Grob vereinfacht teilen sich die Lager die folgenden Meinungen:

Kontra Geheimhaltung

  • Recruiting ist schwieriger
  • Fehlendes Feedback und Inputs von Kunden
  • Rat und Coaching sind schwieriger bekommen
  • Die Chance besteht, einen Konkurrenten zu übersehen
  • Es fehlt die Übung in der Kommunkation der Idee
  • Kontakte sind schwieriger, wenn man sich immer zugeknöpft geben muss

Pro Geheimhaltung

  • Mehr Konzentration auf die Entwicklung
  • Weder Kosten noch Aufwand für Kommunikation und Auftritt nach Aussen
  • Kurskorrekturen sind einfacher
  • Auftritt nach Aussen erst wenn man die nötigen Argumente hat
  • Kein Aufbau einer Service-Infrastruktur vor dem „richtigen“ Launch
  • Geheimnisse (ungeschützte IP) bleiben eher solche

Je nach Branche ist das nötige Mass an Öffentlichkeit natürlich ein anderes. Wer im B2C-Geschäft ist und beispielsweise für Hardwarehersteller entwickelt, wird auf Buzz im Netz getrost verzichten können, genauso wie Unternehmen deren Markt und Value Proposition von Anfang an klar und wasserdicht sind und nur noch umgesetzt werden müssen.

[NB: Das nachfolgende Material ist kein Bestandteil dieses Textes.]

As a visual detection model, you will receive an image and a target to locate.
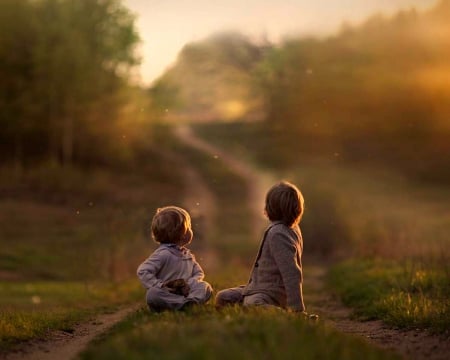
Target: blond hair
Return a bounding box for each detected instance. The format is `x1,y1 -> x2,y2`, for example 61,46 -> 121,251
152,206 -> 191,244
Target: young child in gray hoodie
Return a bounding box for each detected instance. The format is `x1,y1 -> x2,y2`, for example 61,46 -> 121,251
137,206 -> 212,311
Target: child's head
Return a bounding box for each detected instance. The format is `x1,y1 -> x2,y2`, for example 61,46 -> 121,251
264,181 -> 304,226
152,206 -> 192,246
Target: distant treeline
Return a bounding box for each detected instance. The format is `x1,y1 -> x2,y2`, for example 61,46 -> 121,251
0,0 -> 151,165
153,0 -> 450,183
256,0 -> 450,184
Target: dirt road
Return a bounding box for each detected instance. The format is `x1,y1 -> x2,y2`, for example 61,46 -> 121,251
175,126 -> 450,360
4,126 -> 450,360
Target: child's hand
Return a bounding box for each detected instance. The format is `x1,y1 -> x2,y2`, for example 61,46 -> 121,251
163,279 -> 191,296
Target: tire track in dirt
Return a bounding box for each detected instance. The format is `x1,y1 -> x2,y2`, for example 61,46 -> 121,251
175,125 -> 450,360
174,125 -> 274,240
0,304 -> 142,360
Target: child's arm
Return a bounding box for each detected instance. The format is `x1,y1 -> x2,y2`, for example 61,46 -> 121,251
188,255 -> 205,284
137,254 -> 165,289
269,232 -> 305,311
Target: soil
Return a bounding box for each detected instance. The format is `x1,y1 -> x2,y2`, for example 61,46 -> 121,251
0,126 -> 450,360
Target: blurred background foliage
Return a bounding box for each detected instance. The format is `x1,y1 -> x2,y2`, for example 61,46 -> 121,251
152,0 -> 450,184
0,0 -> 450,184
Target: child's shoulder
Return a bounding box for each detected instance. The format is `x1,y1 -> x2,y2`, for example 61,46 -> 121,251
267,221 -> 301,238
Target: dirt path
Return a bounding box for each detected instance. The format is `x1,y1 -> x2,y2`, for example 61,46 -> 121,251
175,125 -> 274,239
5,126 -> 450,360
0,304 -> 141,360
305,265 -> 450,360
175,126 -> 450,360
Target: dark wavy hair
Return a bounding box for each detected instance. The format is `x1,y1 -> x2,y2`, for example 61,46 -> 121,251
264,181 -> 305,227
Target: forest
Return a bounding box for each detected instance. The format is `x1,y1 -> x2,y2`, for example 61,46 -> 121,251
0,0 -> 450,360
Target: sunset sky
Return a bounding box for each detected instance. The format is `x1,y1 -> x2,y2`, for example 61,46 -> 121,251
123,0 -> 437,85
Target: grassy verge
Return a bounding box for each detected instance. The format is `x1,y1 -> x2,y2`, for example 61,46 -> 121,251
0,281 -> 142,350
0,131 -> 184,350
192,124 -> 450,332
328,260 -> 450,333
81,268 -> 396,360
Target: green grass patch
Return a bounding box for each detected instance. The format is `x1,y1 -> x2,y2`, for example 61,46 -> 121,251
328,260 -> 450,333
81,305 -> 396,360
0,280 -> 142,349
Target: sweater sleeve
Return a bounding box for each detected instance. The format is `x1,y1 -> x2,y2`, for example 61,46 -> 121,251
188,253 -> 205,284
137,252 -> 166,289
269,231 -> 305,311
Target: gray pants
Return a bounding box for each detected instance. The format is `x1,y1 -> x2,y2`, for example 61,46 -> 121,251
146,281 -> 212,311
216,285 -> 280,307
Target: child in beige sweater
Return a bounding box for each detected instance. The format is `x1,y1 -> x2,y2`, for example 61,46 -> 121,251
216,181 -> 305,312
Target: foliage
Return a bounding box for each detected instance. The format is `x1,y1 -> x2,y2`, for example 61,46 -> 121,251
255,0 -> 450,183
0,281 -> 141,354
81,305 -> 396,359
0,0 -> 142,164
151,33 -> 265,122
329,260 -> 450,333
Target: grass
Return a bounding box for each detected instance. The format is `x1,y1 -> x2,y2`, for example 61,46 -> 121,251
0,281 -> 142,350
81,268 -> 397,360
0,132 -> 184,351
192,124 -> 450,333
329,260 -> 450,333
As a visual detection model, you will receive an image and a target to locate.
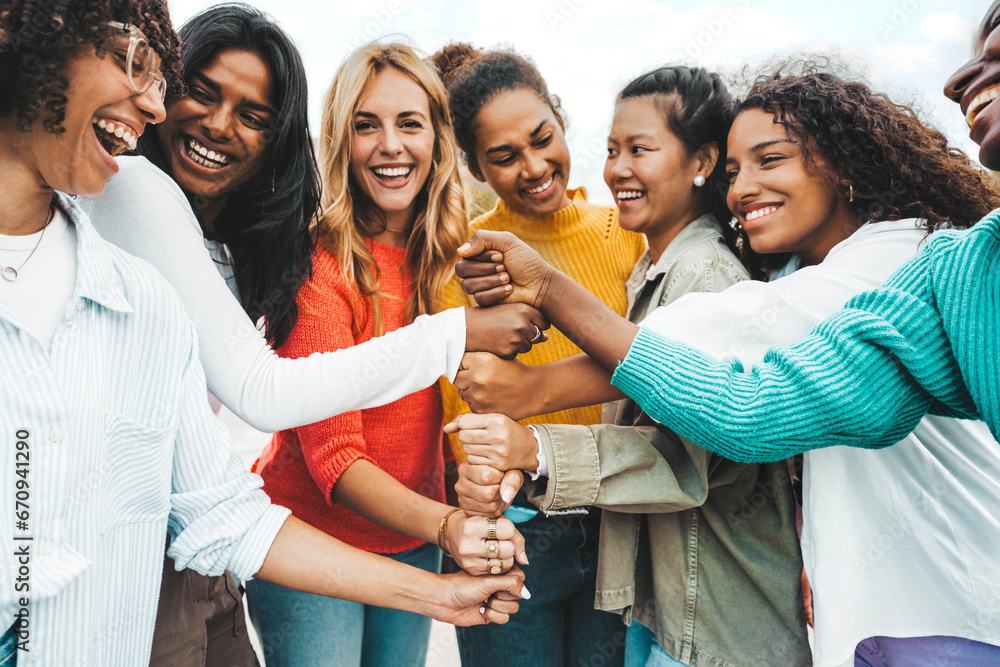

Die entscheidende Frage ist, wie gross sind Aufwand und Ertrag bei einem frühen Start an die Öffentlichkeit? Und basierend auf dem eigenen Geschäftsmodell geht es darum, was eher zu einem komparativen Vorteil führt: Schnelles Aufbauen einer Kundenbasis mit einem minimal-brauchbaren Produkt und dieses anhand Feedback weiterentwickeln oder darauf zu setzen, mit einem schon ausgereifteren Produkt den Markt und die Konkurrenz zu überraschen.